今さらここで言うまでもなく、酒を飲むことで感染が広がるわけではありませんですよね。

それが二人、三人と人数が増えたところで大騒ぎするでなく、それこそ節度をわきまえて

(この「わきまえる」という言葉は昨今、某元首相のせいですっかり株を落としておりますが)

酒を交えた飲食をする分には大きな問題にはなりそうもない。

 

そりゃあ、家にいてじい~っとしているよりは些かのリスク増にはなるかもですが、

それが即クラスターを生むとかいうことでもないとは、昨年来の経験からして誰もが感じているところかと。

さりながら、相も変わらず行政は酒の提供=コロナ感染としてこれを制すれば全て丸く収まるかのように

自粛を求めるばかりなわけで…。

 

学校の校則などにもありますけれど、例外を許すと収拾がつかなくなるから一律に

「とにかくダメ!」と言っておけば、後で何かあっても「だから言ったじゃないか」と言えるための

予防措置(保身措置)でしかないようにも思えてくるところです。
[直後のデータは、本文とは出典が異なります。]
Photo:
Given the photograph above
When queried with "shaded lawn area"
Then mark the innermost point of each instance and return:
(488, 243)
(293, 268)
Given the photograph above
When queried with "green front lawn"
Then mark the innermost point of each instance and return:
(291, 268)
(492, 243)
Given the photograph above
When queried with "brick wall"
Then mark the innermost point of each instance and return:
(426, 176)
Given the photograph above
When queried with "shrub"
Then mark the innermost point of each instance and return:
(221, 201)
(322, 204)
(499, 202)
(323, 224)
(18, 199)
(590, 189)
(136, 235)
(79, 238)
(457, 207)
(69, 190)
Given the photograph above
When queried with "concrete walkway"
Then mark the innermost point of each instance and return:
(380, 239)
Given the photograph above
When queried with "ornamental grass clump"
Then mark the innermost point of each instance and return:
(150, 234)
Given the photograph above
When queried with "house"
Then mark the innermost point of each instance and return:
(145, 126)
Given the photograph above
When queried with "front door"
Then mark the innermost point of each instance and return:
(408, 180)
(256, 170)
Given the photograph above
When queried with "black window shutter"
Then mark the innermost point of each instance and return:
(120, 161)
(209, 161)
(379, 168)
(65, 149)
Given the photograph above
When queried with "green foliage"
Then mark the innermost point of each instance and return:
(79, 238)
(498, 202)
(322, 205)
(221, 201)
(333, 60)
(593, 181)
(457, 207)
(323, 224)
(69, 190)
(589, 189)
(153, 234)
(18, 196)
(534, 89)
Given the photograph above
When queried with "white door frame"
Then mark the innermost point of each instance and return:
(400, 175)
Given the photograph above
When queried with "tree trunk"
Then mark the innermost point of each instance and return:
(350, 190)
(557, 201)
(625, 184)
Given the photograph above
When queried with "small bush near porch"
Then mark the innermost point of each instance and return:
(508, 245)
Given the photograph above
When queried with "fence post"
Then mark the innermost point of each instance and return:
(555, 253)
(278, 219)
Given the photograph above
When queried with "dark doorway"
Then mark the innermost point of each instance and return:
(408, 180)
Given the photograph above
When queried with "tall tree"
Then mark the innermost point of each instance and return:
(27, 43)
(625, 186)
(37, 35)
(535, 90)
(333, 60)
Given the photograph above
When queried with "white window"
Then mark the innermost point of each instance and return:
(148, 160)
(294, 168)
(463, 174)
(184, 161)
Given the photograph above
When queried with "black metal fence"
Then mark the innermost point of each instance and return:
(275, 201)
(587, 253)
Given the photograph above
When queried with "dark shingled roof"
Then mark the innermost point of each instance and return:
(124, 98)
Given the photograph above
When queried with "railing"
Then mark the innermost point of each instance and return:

いやはや…。

 

そんなことをつらつら思い巡らしているときに、ふと近隣市の図書館で新着CDのコーナーに

「寺内タケシ・ライブ・イン・モスコー」なる一枚を発見、借りてみたのでありますよ。

 

 

寺内タケシとブルージーンズの面々が1976年にソ連横断ツアーを行い、

最終地モスクワでのライブが音源になっている一枚ですので、いわゆる再発ものですけれど、

寺内の訃報があって図書館でも新規購入したのでしょうか。

 

ともあれ、このときのソ連ツアーの発端は、白血病で死の床にあるノボシビルスク在住の少女エリーナが

たまたま耳にした寺内の音楽に日本の香りを感じて、彼女の聴きたいとの願いを寺内が伝え聞いたところに

あるというのですね。

 

当時なかなか行き来がままならないソ連と日本、そこを何とかしてしまうのが寺内の男気あるところとは、

先に触れたように、エレキ=不良という思い込みと長年闘ってきたことと同じものかもしれません。

 

自ら作曲した「いとしのエリーナ」という曲を引っ提げてソ連に赴き、

ノボシビルスクを皮切りに52日間、40回のコンサートを大成功理に成し遂げたという。

で、そのライブ盤を聴いてみたわけですが、これまでおよそ聴いたことがなかった寺内の音楽ですけれど、

エレキ=ロックだということも思い込みだったのだなあと改めて。

 

寺内はエレキギターに魅せられたとは聞きますが、

それはエレキギターが当たり前に使われているが音楽に、ではなくして、エレキギターという楽器にそのものに

魅せられていたのであるかということも、今回初めて知ったような次第です。

 

寺内の演奏する曲には、例えばこのCDにも元禄花見踊りやノーエ節、津軽じょんがら節などが含まれ、

なるほどノボシビルスクの少女が「日本」を感じたのも宜なるかなと思うわけでして、

エレキギターという楽器を使って演奏できる曲をとにかくやってしまおうという方向性でもあろうかと。

 

かつて寺内の音楽に接してこなかったのは、

エレキギターでじょんがら節?!てな思いが(特に若い頃には)あったわけですが、

その後にだんだんと津軽三味線そのものにもいささかの興味が出て来て「じょんがら節」なども

自ら聴きにかかるようになってきますと、今さらながら寺内の音楽を受容する準備がようやく整っていたと、

まあ、そんなふうに言えるところかもしれません。

 

一方で、日本古来のメロディーではない音楽の代表として「いとしのエリーナ」を耳にしますと、

いわゆるエレキの代名詞的なテケテケのベンチャーズふうサウンドには何やら懐かしさも覚えますなあ。

 

考えてみればベンチャーズはアメリカのバンドではあるものの、欧陽菲菲の「雨の御堂筋」とか

渚ゆう子の「京都の恋」であるとか、日本の歌謡曲にもそのメロディーを提供しているわけで、

実はベンチャーズ・サウンドが日本を醸すことに違和感の無いようすも窺える。

そうなれば、寺内タケシにおいてをやともなりましょうか。

「いとしのエリーナ」はそんなノスタルジックな一曲なのでもありますよ。